Step 1 — Build the length distribution

The size distribution used in odt1 is not arbitrary. It is constructed by BLenProb.f, which defines the allowed range of I values (where I corresponds to L3) and builds a cumulative distribution PL(I).

In the current Python implementation, this corresponds to:

  • pyodt1.eddy_sampling.build_length_distribution()

The result is stored as an EddySizeDistribution containing:

  • io — lower allowed image size,

  • ip — parameter shaping the distribution,

  • iv — upper allowed image size,

  • co, cv — helper quantities used for sampling,

  • pl — the cumulative distribution array.

Step 2 — Sample L3

Sampling is done by drawing a random number and using it to locate the smallest L3 whose cumulative probability exceeds the draw.

The original BLength.f does this carefully:

  • it uses a closed-form initial guess,

  • then corrects that guess upward or downward until the cumulative distribution condition is satisfied.

This is implemented in Python as:

  • pyodt1.eddy_sampling.sample_length()

The combination of closed-form guess + local correction is a nice example of a scientific code balancing mathematical structure and cheap discrete search.

Step 3 — Compute L

Once L3 is sampled, the eddy size is simply:

L = 3 * L3

This is then used by the map and kernel routines.

Step 4 — Sample M

The left boundary M is sampled uniformly over the allowed placements of the eddy interval.

In BSampleEddy.f, this is expressed so that the right boundary remains strictly inside the admissible indexed range. The details matter because the original code is written in a one-based index convention with specific assumptions about the physical interpretation of the end cells.

The Python port mirrors the same logic in:

  • pyodt1.eddy_sampling.sample_location()

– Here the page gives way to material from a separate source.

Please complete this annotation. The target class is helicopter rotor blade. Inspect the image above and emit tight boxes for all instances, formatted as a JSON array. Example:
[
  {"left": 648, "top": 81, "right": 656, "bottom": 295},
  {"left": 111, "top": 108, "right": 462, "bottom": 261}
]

Why this stage matters physically

The eddy-sampling stage encodes two important ideas:

  1. large and small eddies should not be equally likely, and

  2. an eddy must fit into the current domain discretization.

So this is not just “draw random indices.” It is structured random sampling constrained by the eddy model.

Why this stage matters computationally

From a reimplementation perspective, this stage is also where subtle differences can appear quickly:

  • RNG mismatch,

  • one-based vs zero-based indexing,

  • cumulative distribution indexing,

  • off-by-one placement bounds.

These are exactly the kinds of differences that lead two implementations to drift apart even when the formulas look similar.

Validation status

For the current seeded comparison fixture, Python and Fortran match exactly in:

  • L3,

  • L,

  • M,

  • final RNG state after the sampling path.

That is a strong validation result because it means the Python sampling path is following the original code closely enough to reproduce the same candidate eddy.